HomeGlossaryARR

ARR

General

Annual Recurring Revenue

The annualised value of a subscription business's recurring revenue — MRR multiplied by 12 — used by investors and finance teams to value SaaS companies and benchmark growth.

Definition

ARR (Annual Recurring Revenue) is the annualised value of a subscription business's recurring revenue streams. It is the most widely used top-line metric for valuing and benchmarking SaaS and subscription companies, because it converts the relentless month-to-month churn-and-growth dynamics of MRR into a single annual figure that's easier to compare against company valuations, fundraising targets, and industry benchmarks.

ARR is not a cash-flow or accounting revenue figure — it's a run-rate metric. It answers the question "if nothing changed, how much would this business collect in recurring revenue over the next 12 months?"

Formula

ARR = MRR × 12

ARR = Sum of (Annual Contract Value) across all active customers, for businesses billed annually

ARR Growth Rate (YoY) = (Current ARR − ARR 12 months ago) / ARR 12 months ago

Worked Example

A SaaS company exits the year with:

Metric Value
Total MRR (December) $9,355
ARR $9,355 × 12 = $112,260

If the company's ARR was $74,840 a year earlier:

YoY ARR Growth = ($112,260 − $74,840) / $74,840 = 50%

A company growing ARR at 50%+ year-over-year with healthy churn rate and unit economics (CAC, CLV) is typically considered an attractive growth-stage SaaS business by investors.
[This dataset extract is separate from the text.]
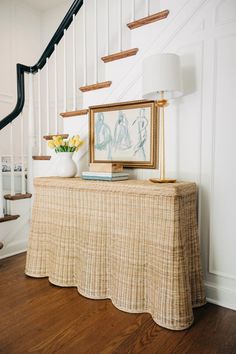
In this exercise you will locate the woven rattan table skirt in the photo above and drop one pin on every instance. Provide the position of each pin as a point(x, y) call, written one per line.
point(133, 242)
Use the MRR / ARR calculator to project your own ARR from pricing tiers and customer counts.

Key Things to Know

  • ARR is forward-looking from a point-in-time snapshot: It assumes the current revenue base persists for 12 months, which is rarely exactly true — it's a planning and benchmarking tool, not a guarantee.
  • Net Revenue Retention determines whether ARR compounds: A business with 110% net revenue retention sees existing-customer ARR grow even with zero new sales; a business at 85% retention needs constant new bookings just to stay flat. This single number often matters more to investors than the headline ARR figure.
  • Burn multiple ties ARR growth to spending: Investors increasingly evaluate "Net New ARR added per dollar of net burn rate" — a burn multiple under 1 (adding more than $1 of ARR per $1 burned) is considered highly capital-efficient.
  • ARR is the default SaaS valuation anchor: Acquisition and fundraising conversations are almost always framed as a multiple of ARR rather than profit, because most growth-stage SaaS companies are not yet profitable — ARR is the proxy for franchise value.
  • Large one-time deals can distort ARR: A single multi-year enterprise contract recognised in one month can spike that month's MRR — and therefore ARR — without reflecting a durable change in the business; finance teams often normalise for these anomalies before reporting externally.
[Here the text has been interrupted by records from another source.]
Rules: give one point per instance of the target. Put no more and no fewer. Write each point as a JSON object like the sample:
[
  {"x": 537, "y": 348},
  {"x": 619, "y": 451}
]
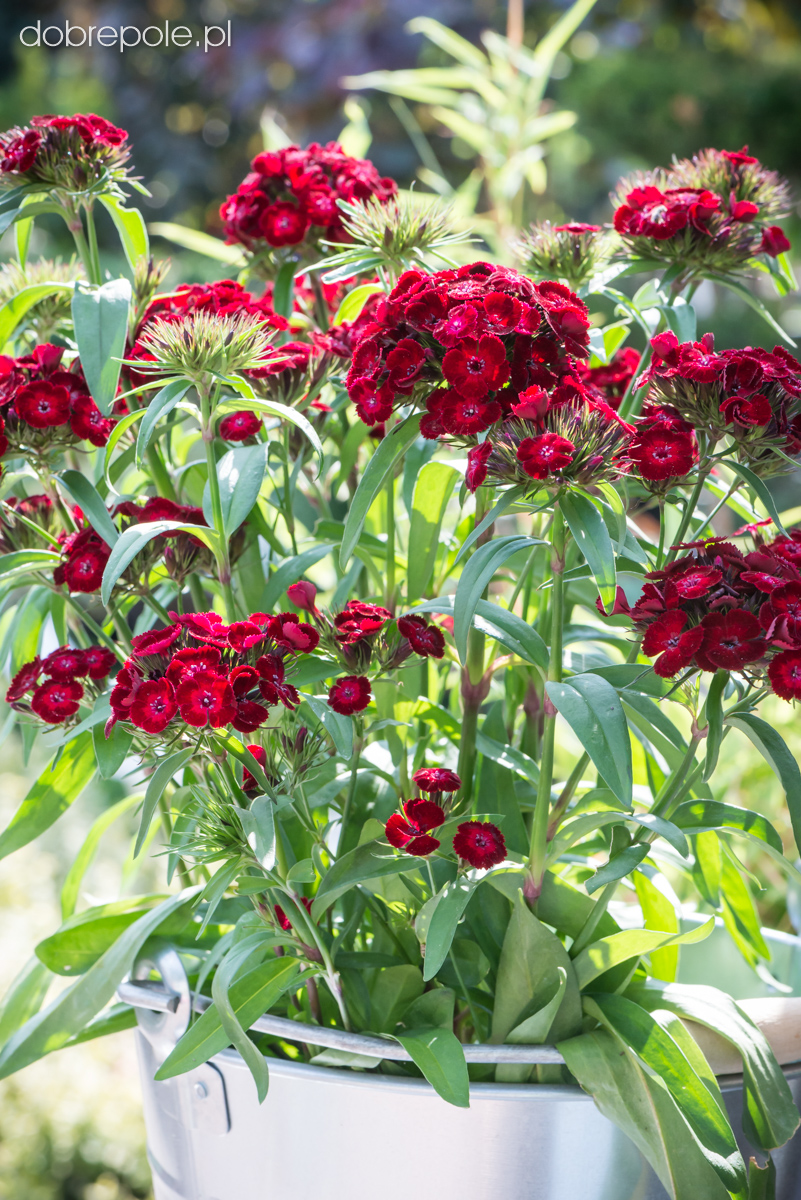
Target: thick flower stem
[{"x": 537, "y": 851}]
Frequently Asked Questions

For a stable subscription base, yes — ARR = MRR × 12. But ARR is meant to represent a normalised annual run-rate, not a forecast. If MRR is volatile (a single large enterprise deal closed this month, for example), naively multiplying by 12 can overstate or understate the true annual run-rate. Mature finance teams adjust for known one-time spikes before reporting ARR.
ARR aligns with how most businesses budget and report — annually. It's easier to compare against annual contracts, enterprise deal sizes, and company valuations, which are usually expressed as a multiple of ARR (e.g., '10× ARR'). Early-stage companies report MRR because month-to-month changes are more visible and actionable when the revenue base is small; once a company stabilises, ARR becomes the standard headline metric.
No. Like MRR, ARR should strictly include only recurring subscription revenue. One-time implementation fees, professional services, and non-recurring usage charges are excluded from ARR even though they appear on the income statement, because they don't represent a predictable, repeating revenue stream.
Valuation multiples vary widely by growth rate, gross margin, net revenue retention, and market conditions — historically ranging from roughly 3× to 15× ARR for private SaaS companies, with high-growth (40%+ YoY), high-margin businesses commanding the top end. Public market SaaS multiples compress and expand significantly with interest rate cycles and investor sentiment, so any specific multiple should be treated as a snapshot, not a fixed rule.
Total annual revenue includes everything a company earned in a year — recurring subscriptions, one-time fees, professional services, hardware sales, and usage overages. ARR isolates only the recurring subscription component. A company could report $5M total annual revenue but only $3.5M in true ARR if $1.5M came from one-time implementation projects — investors care most about the $3.5M because it's the predictable, compounding part of the business.